Millions of small shareholders locked out of voting against fat cat pay deals


Millions of small shareholders are locked out of voting against fat cat pay deals, boardroom bungling and controversial takeovers such as GKN.

Investors are demanding a rule change to restore Britain’s ailing shareholder democracy that threatens to stop ordinary investors from voting against City excess.

They have been locked out of exercising crucial shareholder rights simply because of a technicality in the rules. It has meant they often don’t know that they are allowed to vote on greedy pay deals such as those handed to Persimmon boss Jeff Fairburn, or the four Melrose executives who bought GKN.

Backlash: Martin Gilbert, Roberto Quarta and Pascal Soriot

Backlash: Martin Gilbert, Roberto Quarta and Pascal Soriot

Backlash: Martin Gilbert, Roberto Quarta and Pascal Soriot

And in many cases they can find their right to reject these deals and hold bosses accountable for bad behaviour is often denied.

Bids to get the rules changed to ensure companies are held accountable for their behaviour have fallen on deaf ears despite lobbying. Those facing revolts include Roger Devlin, chairman of William Hill, Sir Adrian Montague chairman of Aviva, Sir Roy Gardner at Serco, Martin Gilbert at Standard Life Aberdeen, and Roberto Quarta at WPP.

Meanwhile, Pascal Soriot, the chief executive of AstraZeneca, as well as bosses at Direct Line, Melrose and Rentokil, face revolts over their pay deals.

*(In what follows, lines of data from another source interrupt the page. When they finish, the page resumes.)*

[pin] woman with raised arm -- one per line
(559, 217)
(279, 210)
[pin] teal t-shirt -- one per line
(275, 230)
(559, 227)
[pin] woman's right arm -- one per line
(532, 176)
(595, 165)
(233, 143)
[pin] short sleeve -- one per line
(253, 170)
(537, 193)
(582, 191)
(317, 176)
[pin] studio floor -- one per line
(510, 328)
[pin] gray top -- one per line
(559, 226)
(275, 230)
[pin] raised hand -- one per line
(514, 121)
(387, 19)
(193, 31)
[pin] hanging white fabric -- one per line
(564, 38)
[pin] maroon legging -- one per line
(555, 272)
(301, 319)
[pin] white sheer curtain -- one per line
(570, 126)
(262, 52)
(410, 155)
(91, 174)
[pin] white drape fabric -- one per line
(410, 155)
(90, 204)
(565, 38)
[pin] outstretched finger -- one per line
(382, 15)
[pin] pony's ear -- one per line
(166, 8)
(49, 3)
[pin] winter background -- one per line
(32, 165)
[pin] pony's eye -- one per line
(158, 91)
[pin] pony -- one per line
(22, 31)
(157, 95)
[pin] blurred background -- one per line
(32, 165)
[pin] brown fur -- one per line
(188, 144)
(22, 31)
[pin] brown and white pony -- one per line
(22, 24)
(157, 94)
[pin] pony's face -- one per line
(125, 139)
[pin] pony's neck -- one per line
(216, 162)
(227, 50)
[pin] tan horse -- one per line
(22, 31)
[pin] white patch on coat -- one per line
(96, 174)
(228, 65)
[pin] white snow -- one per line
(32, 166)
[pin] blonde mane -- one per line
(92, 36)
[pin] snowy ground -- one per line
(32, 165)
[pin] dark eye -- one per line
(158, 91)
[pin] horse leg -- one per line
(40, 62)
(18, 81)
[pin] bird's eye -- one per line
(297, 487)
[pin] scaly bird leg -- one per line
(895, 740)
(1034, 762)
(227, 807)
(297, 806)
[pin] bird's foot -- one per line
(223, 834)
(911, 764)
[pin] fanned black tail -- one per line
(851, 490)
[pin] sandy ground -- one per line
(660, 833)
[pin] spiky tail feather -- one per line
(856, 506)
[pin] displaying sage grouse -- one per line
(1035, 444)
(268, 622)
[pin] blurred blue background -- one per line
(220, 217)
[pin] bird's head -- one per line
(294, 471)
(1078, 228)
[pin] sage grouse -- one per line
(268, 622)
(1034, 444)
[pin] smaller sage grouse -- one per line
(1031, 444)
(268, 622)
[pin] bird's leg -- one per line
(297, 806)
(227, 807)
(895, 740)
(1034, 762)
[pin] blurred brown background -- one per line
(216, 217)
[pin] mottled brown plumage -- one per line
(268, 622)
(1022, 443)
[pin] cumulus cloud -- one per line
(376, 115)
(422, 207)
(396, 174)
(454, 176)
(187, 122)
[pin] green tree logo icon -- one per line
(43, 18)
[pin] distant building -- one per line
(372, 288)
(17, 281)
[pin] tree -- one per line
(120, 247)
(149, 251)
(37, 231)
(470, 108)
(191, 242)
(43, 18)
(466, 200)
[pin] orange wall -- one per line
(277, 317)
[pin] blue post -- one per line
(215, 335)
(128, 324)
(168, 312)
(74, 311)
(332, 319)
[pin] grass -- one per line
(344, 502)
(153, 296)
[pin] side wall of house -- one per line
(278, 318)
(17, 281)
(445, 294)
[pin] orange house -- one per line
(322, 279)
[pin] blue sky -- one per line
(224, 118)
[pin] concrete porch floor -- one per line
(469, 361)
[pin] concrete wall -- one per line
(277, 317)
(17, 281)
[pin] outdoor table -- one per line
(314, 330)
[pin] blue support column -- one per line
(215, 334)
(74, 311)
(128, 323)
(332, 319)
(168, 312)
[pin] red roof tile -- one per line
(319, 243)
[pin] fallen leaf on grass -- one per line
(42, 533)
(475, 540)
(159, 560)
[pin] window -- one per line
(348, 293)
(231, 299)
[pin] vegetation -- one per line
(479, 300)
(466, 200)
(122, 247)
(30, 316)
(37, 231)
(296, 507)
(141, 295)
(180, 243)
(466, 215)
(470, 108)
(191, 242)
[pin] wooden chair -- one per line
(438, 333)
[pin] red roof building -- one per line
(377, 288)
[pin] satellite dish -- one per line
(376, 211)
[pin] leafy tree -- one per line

The shareholder lock-out has arisen because of the way people invest.

When someone buys a share they can vote at a firm’s annual general meeting on directors’ pay and the appointment of board members.

Previously, everyone would buy shares through a stockbroker. The share though would be held in the individual’s name, and all paperwork, including the share certificate and information about the annual meeting would be sent to them.

However, the rise of internet trading platforms such as Hargreaves Lansdown has made it harder for people with a stake in large companies to vote.

This is because, essentially, the trading platform buys and owns the share on behalf of the investor, who does not have their name on it and receives no documents. Instead, the nominees are the legal owners of the shares and their names appear on registers.

So when votes come around there is no way to hold companies accountable. Instead, big corporations and insurers vote on behalf of investors.

Around 12 per cent of listed shares were held by the public in 2016, according to the Office for National Statistics, equivalent to around £232bn of the FTSE 100.

It is thought a very large proportion are held through nominee accounts – Hargreaves has more than 1m active clients.

Peter Parry, from the UK Shareholders’ Association (UKSA), said: ‘The system is not helpful for shareholder democracy. The ultimate owners of the shares – the public – should be the ones who get the information from the company and be able to vote.’

Although technically investors are able to claim their voting rights, they are often not sent information about when annual meetings are being held, and shareholders must write to their platform to request the ability to go and vote.

The UKSA said some investors were charged for arranging for them to exercise their rights. Hargreaves, AJ Bell and Barclays say they do not charge, and Hargreaves said under 1 per cent of investors ask to vote.

There are plans to changes EU rules on shareholder rights so investors using a nominee must be told that they can attend a general meeting and vote.

But the Government’s position is that nominees themselves are the legal shareholders, meaning ordinary investors could still be denied their rights.